Can you give a little more detail on the hardware you're running on? Are you using CPU XGBoost? What CPUs are available on your system?

One thing to be generally aware of is that the Treelite project is moving away from its previous work on code generation for model inference. It will continue to maintain GTIL as a reference implementation for evaluating Treelite trees, but its primary focus will be on offering a comprehensive model representation format that supports all the major tree model training frameworks.

Part of the reason for that is that cuML's Forest Inference Library (FIL) is now a dedicated project for providing accelerated inference for Treelite models on both CPU and GPU. The 23.04 release of cuML will include experimental support for CPU FIL and more complete support for any model that can be represented via Treelite. By letting FIL focus on the inference performance component, the Treelite project can focus more on its core value proposition: providing a comprehensive and unified exchange format for tree models.

If you're interested in trying FIL for yourself, read on, but otherwise feel free to ignore the rest, and we can try to give you more info on the behavior you're seeing based on your hardware details.

I took your script, modified it a bit, and used it to generate the following graph comparing available inference solutions for the model you provided:

Your original script looked exclusively at batch size 1, but I've included larger batch sizes in case your actual application can take advantage of batched execution. You can see that at batch size 1, CPU FIL dominates, followed by GPU FIL. At higher batch sizes, GPU FIL unsurprisingly outperforms. The _native suffix for GPU execution methods indicates that input was provided on GPU (e.g via cupy arrays) as opposed to including the host->device transfer in the benchmark.

Hardware: GPU was a single NVIDIA A100 and CPU was 2x48 core Epyc 7642. The trends you see in these results may vary a bit depending on hardware and model details (especially model depth and number of trees).
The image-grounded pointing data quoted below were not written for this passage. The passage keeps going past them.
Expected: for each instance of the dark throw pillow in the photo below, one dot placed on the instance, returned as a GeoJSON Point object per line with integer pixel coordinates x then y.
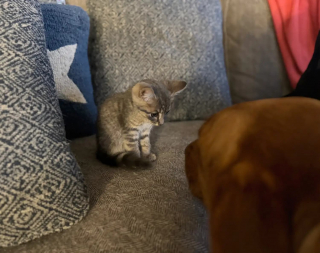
{"type": "Point", "coordinates": [67, 32]}
{"type": "Point", "coordinates": [41, 186]}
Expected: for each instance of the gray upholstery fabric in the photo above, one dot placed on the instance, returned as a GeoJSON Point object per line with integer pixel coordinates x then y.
{"type": "Point", "coordinates": [254, 65]}
{"type": "Point", "coordinates": [134, 40]}
{"type": "Point", "coordinates": [41, 185]}
{"type": "Point", "coordinates": [135, 211]}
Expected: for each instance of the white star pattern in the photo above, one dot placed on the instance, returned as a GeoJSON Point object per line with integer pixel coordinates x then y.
{"type": "Point", "coordinates": [61, 60]}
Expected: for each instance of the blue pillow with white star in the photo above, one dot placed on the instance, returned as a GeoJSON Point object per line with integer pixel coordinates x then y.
{"type": "Point", "coordinates": [67, 33]}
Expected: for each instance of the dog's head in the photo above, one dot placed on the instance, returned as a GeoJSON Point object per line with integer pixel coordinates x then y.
{"type": "Point", "coordinates": [192, 167]}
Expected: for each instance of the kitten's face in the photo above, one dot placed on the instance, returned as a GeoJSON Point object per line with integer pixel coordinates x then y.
{"type": "Point", "coordinates": [154, 98]}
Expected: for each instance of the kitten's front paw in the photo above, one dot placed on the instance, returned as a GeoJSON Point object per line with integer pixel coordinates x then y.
{"type": "Point", "coordinates": [151, 157]}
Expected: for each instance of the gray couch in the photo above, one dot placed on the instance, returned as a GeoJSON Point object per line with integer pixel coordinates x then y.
{"type": "Point", "coordinates": [152, 210]}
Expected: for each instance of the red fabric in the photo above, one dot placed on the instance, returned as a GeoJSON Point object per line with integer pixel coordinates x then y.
{"type": "Point", "coordinates": [297, 23]}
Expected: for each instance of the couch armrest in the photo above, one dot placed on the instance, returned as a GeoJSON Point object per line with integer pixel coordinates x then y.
{"type": "Point", "coordinates": [254, 65]}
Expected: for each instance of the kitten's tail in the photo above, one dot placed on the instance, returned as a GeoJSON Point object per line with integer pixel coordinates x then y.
{"type": "Point", "coordinates": [128, 159]}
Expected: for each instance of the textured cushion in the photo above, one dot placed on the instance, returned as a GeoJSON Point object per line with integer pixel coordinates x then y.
{"type": "Point", "coordinates": [135, 211]}
{"type": "Point", "coordinates": [67, 32]}
{"type": "Point", "coordinates": [180, 39]}
{"type": "Point", "coordinates": [254, 65]}
{"type": "Point", "coordinates": [41, 186]}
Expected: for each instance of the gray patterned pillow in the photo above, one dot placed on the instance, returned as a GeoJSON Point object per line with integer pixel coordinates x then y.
{"type": "Point", "coordinates": [180, 39]}
{"type": "Point", "coordinates": [41, 185]}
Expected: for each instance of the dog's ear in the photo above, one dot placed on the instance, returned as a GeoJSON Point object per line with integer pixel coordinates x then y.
{"type": "Point", "coordinates": [192, 168]}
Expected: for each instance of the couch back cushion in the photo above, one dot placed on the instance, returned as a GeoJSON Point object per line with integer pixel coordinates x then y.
{"type": "Point", "coordinates": [254, 65]}
{"type": "Point", "coordinates": [134, 40]}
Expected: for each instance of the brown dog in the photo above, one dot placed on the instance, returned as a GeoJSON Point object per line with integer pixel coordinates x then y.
{"type": "Point", "coordinates": [256, 166]}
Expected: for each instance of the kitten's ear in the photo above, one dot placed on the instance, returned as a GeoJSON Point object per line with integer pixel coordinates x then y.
{"type": "Point", "coordinates": [144, 92]}
{"type": "Point", "coordinates": [176, 86]}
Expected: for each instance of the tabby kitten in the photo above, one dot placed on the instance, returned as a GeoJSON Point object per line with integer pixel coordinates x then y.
{"type": "Point", "coordinates": [126, 119]}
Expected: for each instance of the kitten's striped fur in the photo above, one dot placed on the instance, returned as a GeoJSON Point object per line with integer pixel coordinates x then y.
{"type": "Point", "coordinates": [125, 121]}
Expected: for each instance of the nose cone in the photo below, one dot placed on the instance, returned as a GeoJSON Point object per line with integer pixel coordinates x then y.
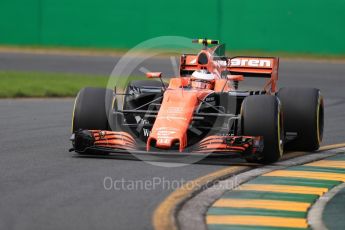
{"type": "Point", "coordinates": [173, 119]}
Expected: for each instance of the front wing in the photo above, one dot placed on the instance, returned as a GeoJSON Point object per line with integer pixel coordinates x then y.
{"type": "Point", "coordinates": [101, 141]}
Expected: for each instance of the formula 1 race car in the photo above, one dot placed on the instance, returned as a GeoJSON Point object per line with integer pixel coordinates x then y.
{"type": "Point", "coordinates": [201, 111]}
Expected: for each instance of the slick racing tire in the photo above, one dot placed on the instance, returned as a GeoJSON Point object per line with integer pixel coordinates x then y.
{"type": "Point", "coordinates": [303, 111]}
{"type": "Point", "coordinates": [91, 109]}
{"type": "Point", "coordinates": [261, 116]}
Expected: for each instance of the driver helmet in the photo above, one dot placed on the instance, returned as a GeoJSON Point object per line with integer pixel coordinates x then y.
{"type": "Point", "coordinates": [202, 79]}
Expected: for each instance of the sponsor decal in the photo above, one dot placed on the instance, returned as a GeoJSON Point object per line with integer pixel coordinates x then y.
{"type": "Point", "coordinates": [252, 62]}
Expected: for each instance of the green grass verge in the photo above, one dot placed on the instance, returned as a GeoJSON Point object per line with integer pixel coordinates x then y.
{"type": "Point", "coordinates": [39, 84]}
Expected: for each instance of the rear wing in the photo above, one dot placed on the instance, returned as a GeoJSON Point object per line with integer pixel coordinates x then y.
{"type": "Point", "coordinates": [266, 67]}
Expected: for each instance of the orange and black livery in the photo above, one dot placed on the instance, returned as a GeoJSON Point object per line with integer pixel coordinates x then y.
{"type": "Point", "coordinates": [203, 110]}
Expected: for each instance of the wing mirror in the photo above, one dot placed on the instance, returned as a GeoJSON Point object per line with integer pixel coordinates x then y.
{"type": "Point", "coordinates": [235, 77]}
{"type": "Point", "coordinates": [154, 74]}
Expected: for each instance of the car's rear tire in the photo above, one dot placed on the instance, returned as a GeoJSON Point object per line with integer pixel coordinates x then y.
{"type": "Point", "coordinates": [91, 109]}
{"type": "Point", "coordinates": [303, 111]}
{"type": "Point", "coordinates": [261, 116]}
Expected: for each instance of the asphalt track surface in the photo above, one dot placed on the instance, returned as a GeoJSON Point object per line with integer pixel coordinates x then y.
{"type": "Point", "coordinates": [43, 186]}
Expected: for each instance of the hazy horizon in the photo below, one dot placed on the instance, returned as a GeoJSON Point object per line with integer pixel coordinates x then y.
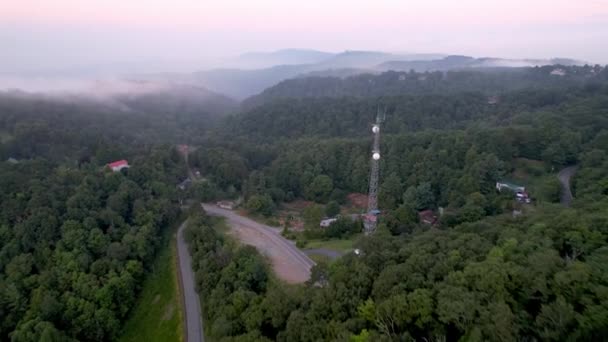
{"type": "Point", "coordinates": [66, 34]}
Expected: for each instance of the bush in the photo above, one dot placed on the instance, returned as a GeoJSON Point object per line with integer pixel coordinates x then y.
{"type": "Point", "coordinates": [301, 243]}
{"type": "Point", "coordinates": [332, 209]}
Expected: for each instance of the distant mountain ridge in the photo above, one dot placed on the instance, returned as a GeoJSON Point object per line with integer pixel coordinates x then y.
{"type": "Point", "coordinates": [462, 62]}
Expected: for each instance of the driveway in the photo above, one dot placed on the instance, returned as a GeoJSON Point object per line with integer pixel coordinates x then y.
{"type": "Point", "coordinates": [564, 177]}
{"type": "Point", "coordinates": [289, 263]}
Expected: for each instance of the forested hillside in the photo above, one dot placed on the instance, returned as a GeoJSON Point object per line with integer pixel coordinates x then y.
{"type": "Point", "coordinates": [490, 269]}
{"type": "Point", "coordinates": [76, 239]}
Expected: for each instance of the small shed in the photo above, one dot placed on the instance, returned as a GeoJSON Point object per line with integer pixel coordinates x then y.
{"type": "Point", "coordinates": [118, 165]}
{"type": "Point", "coordinates": [427, 217]}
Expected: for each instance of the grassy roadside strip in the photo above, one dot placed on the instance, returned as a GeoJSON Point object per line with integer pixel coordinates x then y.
{"type": "Point", "coordinates": [158, 314]}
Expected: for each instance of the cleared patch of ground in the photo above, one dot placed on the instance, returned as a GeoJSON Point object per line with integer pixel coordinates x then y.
{"type": "Point", "coordinates": [288, 262]}
{"type": "Point", "coordinates": [342, 246]}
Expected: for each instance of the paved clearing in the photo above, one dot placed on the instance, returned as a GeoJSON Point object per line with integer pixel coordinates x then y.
{"type": "Point", "coordinates": [331, 254]}
{"type": "Point", "coordinates": [289, 263]}
{"type": "Point", "coordinates": [564, 177]}
{"type": "Point", "coordinates": [192, 304]}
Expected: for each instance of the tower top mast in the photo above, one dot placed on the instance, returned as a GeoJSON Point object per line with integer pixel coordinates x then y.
{"type": "Point", "coordinates": [371, 217]}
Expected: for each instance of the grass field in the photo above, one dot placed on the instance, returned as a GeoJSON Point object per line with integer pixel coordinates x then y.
{"type": "Point", "coordinates": [157, 315]}
{"type": "Point", "coordinates": [5, 137]}
{"type": "Point", "coordinates": [343, 245]}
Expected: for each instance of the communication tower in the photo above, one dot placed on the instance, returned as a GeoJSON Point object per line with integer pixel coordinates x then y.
{"type": "Point", "coordinates": [371, 217]}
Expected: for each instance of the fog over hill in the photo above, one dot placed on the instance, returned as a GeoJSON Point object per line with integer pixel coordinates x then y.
{"type": "Point", "coordinates": [251, 73]}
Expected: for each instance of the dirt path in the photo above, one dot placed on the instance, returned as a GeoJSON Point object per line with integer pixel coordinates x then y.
{"type": "Point", "coordinates": [289, 263]}
{"type": "Point", "coordinates": [564, 177]}
{"type": "Point", "coordinates": [192, 304]}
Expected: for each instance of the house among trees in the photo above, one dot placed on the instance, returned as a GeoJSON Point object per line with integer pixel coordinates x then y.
{"type": "Point", "coordinates": [520, 191]}
{"type": "Point", "coordinates": [327, 222]}
{"type": "Point", "coordinates": [118, 165]}
{"type": "Point", "coordinates": [427, 217]}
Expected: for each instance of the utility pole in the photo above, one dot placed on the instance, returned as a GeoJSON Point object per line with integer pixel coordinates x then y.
{"type": "Point", "coordinates": [371, 218]}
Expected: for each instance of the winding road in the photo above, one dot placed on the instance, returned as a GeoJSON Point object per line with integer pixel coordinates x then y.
{"type": "Point", "coordinates": [191, 301]}
{"type": "Point", "coordinates": [564, 177]}
{"type": "Point", "coordinates": [289, 263]}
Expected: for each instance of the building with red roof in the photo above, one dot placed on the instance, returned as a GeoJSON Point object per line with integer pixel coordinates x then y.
{"type": "Point", "coordinates": [118, 165]}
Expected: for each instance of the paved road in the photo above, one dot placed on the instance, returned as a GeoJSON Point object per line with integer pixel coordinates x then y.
{"type": "Point", "coordinates": [290, 263]}
{"type": "Point", "coordinates": [192, 304]}
{"type": "Point", "coordinates": [564, 177]}
{"type": "Point", "coordinates": [326, 252]}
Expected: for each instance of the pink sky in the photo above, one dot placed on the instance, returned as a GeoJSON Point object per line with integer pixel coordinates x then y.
{"type": "Point", "coordinates": [172, 28]}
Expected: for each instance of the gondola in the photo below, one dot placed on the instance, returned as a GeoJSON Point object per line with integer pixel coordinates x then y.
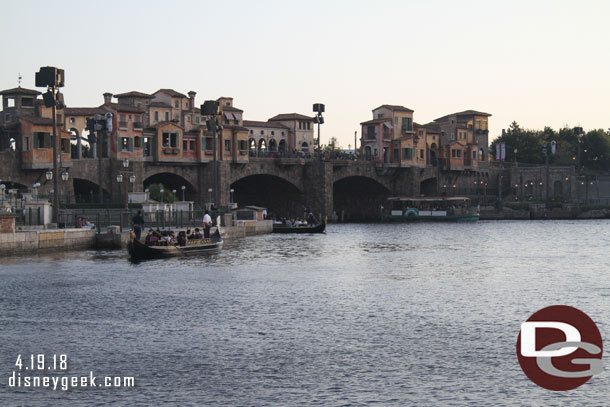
{"type": "Point", "coordinates": [139, 251]}
{"type": "Point", "coordinates": [319, 228]}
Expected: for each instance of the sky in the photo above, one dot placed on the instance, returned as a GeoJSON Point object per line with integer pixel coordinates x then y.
{"type": "Point", "coordinates": [540, 63]}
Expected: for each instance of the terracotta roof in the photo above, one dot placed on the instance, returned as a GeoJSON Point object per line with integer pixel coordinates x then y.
{"type": "Point", "coordinates": [39, 120]}
{"type": "Point", "coordinates": [172, 93]}
{"type": "Point", "coordinates": [160, 104]}
{"type": "Point", "coordinates": [231, 109]}
{"type": "Point", "coordinates": [253, 123]}
{"type": "Point", "coordinates": [160, 124]}
{"type": "Point", "coordinates": [395, 108]}
{"type": "Point", "coordinates": [123, 108]}
{"type": "Point", "coordinates": [20, 91]}
{"type": "Point", "coordinates": [377, 121]}
{"type": "Point", "coordinates": [464, 113]}
{"type": "Point", "coordinates": [83, 111]}
{"type": "Point", "coordinates": [134, 93]}
{"type": "Point", "coordinates": [290, 116]}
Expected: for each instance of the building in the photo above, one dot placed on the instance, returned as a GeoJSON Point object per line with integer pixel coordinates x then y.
{"type": "Point", "coordinates": [300, 131]}
{"type": "Point", "coordinates": [464, 139]}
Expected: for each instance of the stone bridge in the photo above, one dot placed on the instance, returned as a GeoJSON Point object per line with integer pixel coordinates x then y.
{"type": "Point", "coordinates": [284, 185]}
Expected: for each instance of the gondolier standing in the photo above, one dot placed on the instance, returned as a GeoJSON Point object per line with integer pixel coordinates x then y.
{"type": "Point", "coordinates": [138, 224]}
{"type": "Point", "coordinates": [207, 224]}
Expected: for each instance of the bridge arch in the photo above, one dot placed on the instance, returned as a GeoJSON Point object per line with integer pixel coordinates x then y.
{"type": "Point", "coordinates": [359, 198]}
{"type": "Point", "coordinates": [173, 181]}
{"type": "Point", "coordinates": [280, 196]}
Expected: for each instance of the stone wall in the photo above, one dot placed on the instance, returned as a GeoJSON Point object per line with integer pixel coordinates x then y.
{"type": "Point", "coordinates": [56, 240]}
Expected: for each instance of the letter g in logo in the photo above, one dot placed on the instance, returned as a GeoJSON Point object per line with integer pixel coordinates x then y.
{"type": "Point", "coordinates": [555, 343]}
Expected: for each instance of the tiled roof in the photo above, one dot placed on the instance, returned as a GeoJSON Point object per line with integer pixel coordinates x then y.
{"type": "Point", "coordinates": [172, 93]}
{"type": "Point", "coordinates": [377, 121]}
{"type": "Point", "coordinates": [395, 108]}
{"type": "Point", "coordinates": [134, 93]}
{"type": "Point", "coordinates": [254, 123]}
{"type": "Point", "coordinates": [290, 116]}
{"type": "Point", "coordinates": [464, 113]}
{"type": "Point", "coordinates": [231, 109]}
{"type": "Point", "coordinates": [123, 108]}
{"type": "Point", "coordinates": [20, 91]}
{"type": "Point", "coordinates": [83, 111]}
{"type": "Point", "coordinates": [38, 120]}
{"type": "Point", "coordinates": [160, 104]}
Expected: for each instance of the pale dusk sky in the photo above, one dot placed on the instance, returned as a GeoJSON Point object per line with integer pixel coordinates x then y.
{"type": "Point", "coordinates": [537, 62]}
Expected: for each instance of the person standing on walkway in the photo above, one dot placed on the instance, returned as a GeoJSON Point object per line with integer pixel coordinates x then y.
{"type": "Point", "coordinates": [138, 224]}
{"type": "Point", "coordinates": [207, 224]}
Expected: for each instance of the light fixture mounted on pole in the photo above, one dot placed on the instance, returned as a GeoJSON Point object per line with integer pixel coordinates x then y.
{"type": "Point", "coordinates": [52, 78]}
{"type": "Point", "coordinates": [318, 108]}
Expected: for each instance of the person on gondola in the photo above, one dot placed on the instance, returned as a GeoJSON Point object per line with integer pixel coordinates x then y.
{"type": "Point", "coordinates": [138, 224]}
{"type": "Point", "coordinates": [207, 224]}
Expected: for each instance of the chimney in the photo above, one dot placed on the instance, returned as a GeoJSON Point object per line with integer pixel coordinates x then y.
{"type": "Point", "coordinates": [192, 95]}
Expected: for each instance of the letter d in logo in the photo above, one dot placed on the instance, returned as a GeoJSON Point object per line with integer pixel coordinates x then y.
{"type": "Point", "coordinates": [555, 343]}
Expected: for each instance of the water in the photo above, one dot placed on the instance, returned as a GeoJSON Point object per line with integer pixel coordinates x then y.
{"type": "Point", "coordinates": [417, 314]}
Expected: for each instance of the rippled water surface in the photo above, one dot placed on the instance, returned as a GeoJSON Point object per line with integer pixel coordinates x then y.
{"type": "Point", "coordinates": [422, 314]}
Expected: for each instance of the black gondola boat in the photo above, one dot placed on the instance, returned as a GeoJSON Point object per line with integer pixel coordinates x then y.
{"type": "Point", "coordinates": [139, 251]}
{"type": "Point", "coordinates": [319, 228]}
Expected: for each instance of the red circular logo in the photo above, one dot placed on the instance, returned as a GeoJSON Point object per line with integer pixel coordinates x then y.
{"type": "Point", "coordinates": [559, 348]}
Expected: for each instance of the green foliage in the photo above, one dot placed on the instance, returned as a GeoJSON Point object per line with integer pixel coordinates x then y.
{"type": "Point", "coordinates": [594, 147]}
{"type": "Point", "coordinates": [155, 193]}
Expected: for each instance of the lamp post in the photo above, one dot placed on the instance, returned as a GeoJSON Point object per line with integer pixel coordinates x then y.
{"type": "Point", "coordinates": [64, 178]}
{"type": "Point", "coordinates": [318, 108]}
{"type": "Point", "coordinates": [119, 179]}
{"type": "Point", "coordinates": [52, 78]}
{"type": "Point", "coordinates": [132, 180]}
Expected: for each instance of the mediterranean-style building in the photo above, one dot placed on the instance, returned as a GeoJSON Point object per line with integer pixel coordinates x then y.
{"type": "Point", "coordinates": [456, 141]}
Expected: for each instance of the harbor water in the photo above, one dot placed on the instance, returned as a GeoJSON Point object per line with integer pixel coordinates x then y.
{"type": "Point", "coordinates": [366, 314]}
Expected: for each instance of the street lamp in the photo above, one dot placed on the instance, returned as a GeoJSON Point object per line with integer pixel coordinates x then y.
{"type": "Point", "coordinates": [318, 108]}
{"type": "Point", "coordinates": [132, 180]}
{"type": "Point", "coordinates": [119, 179]}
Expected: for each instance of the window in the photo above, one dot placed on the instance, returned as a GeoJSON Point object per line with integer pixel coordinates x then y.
{"type": "Point", "coordinates": [64, 146]}
{"type": "Point", "coordinates": [42, 140]}
{"type": "Point", "coordinates": [169, 140]}
{"type": "Point", "coordinates": [125, 144]}
{"type": "Point", "coordinates": [370, 132]}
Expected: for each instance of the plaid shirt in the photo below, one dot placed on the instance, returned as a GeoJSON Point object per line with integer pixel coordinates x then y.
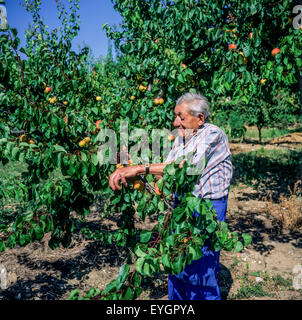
{"type": "Point", "coordinates": [209, 142]}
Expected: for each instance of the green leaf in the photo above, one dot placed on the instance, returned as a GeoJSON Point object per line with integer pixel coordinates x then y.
{"type": "Point", "coordinates": [139, 264]}
{"type": "Point", "coordinates": [211, 227]}
{"type": "Point", "coordinates": [165, 260]}
{"type": "Point", "coordinates": [122, 275]}
{"type": "Point", "coordinates": [145, 236]}
{"type": "Point", "coordinates": [238, 247]}
{"type": "Point", "coordinates": [128, 294]}
{"type": "Point", "coordinates": [139, 252]}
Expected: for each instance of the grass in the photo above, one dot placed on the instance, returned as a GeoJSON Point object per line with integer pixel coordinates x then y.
{"type": "Point", "coordinates": [273, 168]}
{"type": "Point", "coordinates": [267, 287]}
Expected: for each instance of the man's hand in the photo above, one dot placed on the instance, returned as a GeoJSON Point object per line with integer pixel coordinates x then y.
{"type": "Point", "coordinates": [121, 174]}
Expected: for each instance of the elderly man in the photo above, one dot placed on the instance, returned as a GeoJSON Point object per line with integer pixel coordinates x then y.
{"type": "Point", "coordinates": [199, 280]}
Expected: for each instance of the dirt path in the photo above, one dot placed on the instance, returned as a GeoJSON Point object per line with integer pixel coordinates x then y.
{"type": "Point", "coordinates": [264, 270]}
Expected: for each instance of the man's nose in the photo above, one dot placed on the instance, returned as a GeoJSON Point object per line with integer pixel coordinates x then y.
{"type": "Point", "coordinates": [176, 122]}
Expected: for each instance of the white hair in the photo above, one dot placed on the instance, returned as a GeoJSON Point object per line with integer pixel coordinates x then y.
{"type": "Point", "coordinates": [196, 103]}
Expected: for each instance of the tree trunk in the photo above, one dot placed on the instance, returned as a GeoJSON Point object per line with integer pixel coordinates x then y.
{"type": "Point", "coordinates": [259, 134]}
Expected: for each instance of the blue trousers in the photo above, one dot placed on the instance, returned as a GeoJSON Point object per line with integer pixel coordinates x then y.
{"type": "Point", "coordinates": [198, 281]}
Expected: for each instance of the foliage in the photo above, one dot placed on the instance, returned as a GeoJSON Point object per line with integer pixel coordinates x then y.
{"type": "Point", "coordinates": [51, 101]}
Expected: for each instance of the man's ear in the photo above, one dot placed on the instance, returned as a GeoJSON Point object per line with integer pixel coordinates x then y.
{"type": "Point", "coordinates": [201, 119]}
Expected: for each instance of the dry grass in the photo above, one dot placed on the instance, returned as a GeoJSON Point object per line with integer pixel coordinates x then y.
{"type": "Point", "coordinates": [288, 212]}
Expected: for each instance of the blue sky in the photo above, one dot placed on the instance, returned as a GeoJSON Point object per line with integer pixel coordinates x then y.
{"type": "Point", "coordinates": [93, 14]}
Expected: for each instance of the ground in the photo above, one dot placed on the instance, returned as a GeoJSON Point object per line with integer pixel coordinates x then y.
{"type": "Point", "coordinates": [265, 208]}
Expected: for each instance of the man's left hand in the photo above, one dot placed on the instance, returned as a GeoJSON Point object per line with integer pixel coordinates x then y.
{"type": "Point", "coordinates": [121, 174]}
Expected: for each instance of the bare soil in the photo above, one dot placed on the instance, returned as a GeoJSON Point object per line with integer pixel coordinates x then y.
{"type": "Point", "coordinates": [36, 272]}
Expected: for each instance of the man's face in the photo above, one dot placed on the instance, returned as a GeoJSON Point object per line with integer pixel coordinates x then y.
{"type": "Point", "coordinates": [184, 120]}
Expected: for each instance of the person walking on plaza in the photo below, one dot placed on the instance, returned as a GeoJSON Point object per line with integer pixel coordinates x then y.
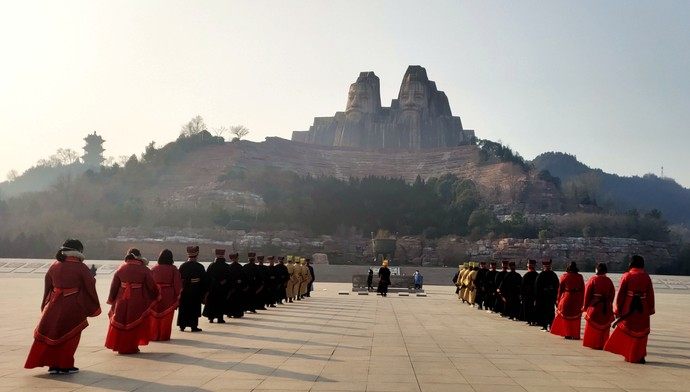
{"type": "Point", "coordinates": [499, 304]}
{"type": "Point", "coordinates": [271, 282]}
{"type": "Point", "coordinates": [479, 285]}
{"type": "Point", "coordinates": [254, 284]}
{"type": "Point", "coordinates": [634, 306]}
{"type": "Point", "coordinates": [69, 298]}
{"type": "Point", "coordinates": [455, 279]}
{"type": "Point", "coordinates": [510, 292]}
{"type": "Point", "coordinates": [292, 279]}
{"type": "Point", "coordinates": [462, 281]}
{"type": "Point", "coordinates": [304, 277]}
{"type": "Point", "coordinates": [283, 277]}
{"type": "Point", "coordinates": [218, 280]}
{"type": "Point", "coordinates": [133, 293]}
{"type": "Point", "coordinates": [169, 283]}
{"type": "Point", "coordinates": [418, 280]}
{"type": "Point", "coordinates": [236, 301]}
{"type": "Point", "coordinates": [571, 295]}
{"type": "Point", "coordinates": [490, 287]}
{"type": "Point", "coordinates": [193, 277]}
{"type": "Point", "coordinates": [598, 308]}
{"type": "Point", "coordinates": [312, 278]}
{"type": "Point", "coordinates": [384, 279]}
{"type": "Point", "coordinates": [527, 292]}
{"type": "Point", "coordinates": [545, 295]}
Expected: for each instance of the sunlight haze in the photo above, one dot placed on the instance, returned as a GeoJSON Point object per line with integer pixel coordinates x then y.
{"type": "Point", "coordinates": [605, 81]}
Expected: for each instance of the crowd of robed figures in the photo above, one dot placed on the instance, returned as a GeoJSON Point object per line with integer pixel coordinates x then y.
{"type": "Point", "coordinates": [143, 300]}
{"type": "Point", "coordinates": [557, 304]}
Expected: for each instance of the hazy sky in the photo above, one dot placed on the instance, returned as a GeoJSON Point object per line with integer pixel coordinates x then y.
{"type": "Point", "coordinates": [608, 81]}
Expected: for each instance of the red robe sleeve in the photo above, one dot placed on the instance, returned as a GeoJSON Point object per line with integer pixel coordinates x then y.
{"type": "Point", "coordinates": [114, 288]}
{"type": "Point", "coordinates": [151, 286]}
{"type": "Point", "coordinates": [622, 293]}
{"type": "Point", "coordinates": [47, 288]}
{"type": "Point", "coordinates": [589, 292]}
{"type": "Point", "coordinates": [561, 288]}
{"type": "Point", "coordinates": [177, 283]}
{"type": "Point", "coordinates": [92, 304]}
{"type": "Point", "coordinates": [650, 296]}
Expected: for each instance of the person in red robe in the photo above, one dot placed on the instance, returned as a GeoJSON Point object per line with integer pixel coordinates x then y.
{"type": "Point", "coordinates": [571, 294]}
{"type": "Point", "coordinates": [69, 297]}
{"type": "Point", "coordinates": [634, 306]}
{"type": "Point", "coordinates": [133, 293]}
{"type": "Point", "coordinates": [598, 308]}
{"type": "Point", "coordinates": [169, 284]}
If you want to experiment with FIL yourself, here is a simple example invocation using the unstable 23.04 nightly build:
import numpy as np
from cuml.common.device_selection import using_device_type
from cuml.experimental import ForestInference

model_path = '0.model'
X = np.random.uniform(0, 1, (1, 792))

with using_device_type('cpu'):  # Or 'gpu' if you prefer
    fil_model = ForestInference.load(model_path)
    y = fil_model.predict(X)
For optimal performance, you can also tweak the chunk_size parameter in the predict call. If you are only focused on batch size 1, I'd just set it to 1 (fil_model.predict(X, chunk_size=1)). For larger batch sizes, you can set it to any power of 2 up to 32. In the benchmarking script I linked above, I added a quick search for the optimal chunk_size value, but you can also generally get reasonably good performance without optimizing that parameter.

Thanks! I'm working on an vps with 8-core CPU windows machine. Since cuML does not support building on windows, I cannot test the performance improvement.
Really thank you for your infomation about FIL! I will later try it when we port our project to linux.

William Hicks · Answer 3 · Fri Apr 14 2023 04:48:54 GMT+0800 (China Standard Time)

Thanks! I'm working on an vps with 8-core CPU windows machine.

Ah! In that case, for batch size 1 with this model, I think a 4x differential is not out of the question. As you can see in the graph I posted, TL compiled models do a better job of exploiting larger batch sizes, but it starts out underperforming XGBoost CPU by 40%. On a slower machine, that differential could be magnified.

Since cuML does not support building on windows, I cannot test the performance improvement. Really thank you for your infomation about FIL! I will later try it when we port our project to linux.

We do support conda installs on WSL2 if you'd like to try it on Windows, but I realize that's not always a perfect solution. One of the use-cases we'd like to focus on in the future is exactly what you've described here: Prototyping/developing with cuML anywhere (regardless of hardware or OS) and then being able to move to a system with NVIDIA GPUs when you're ready to scale up. Hopefully we'll have more interesting developments in that space soon! Definitely don't want to leave any non-Linux folks behind if FIL is the primary solution for accelerated Treelite execution.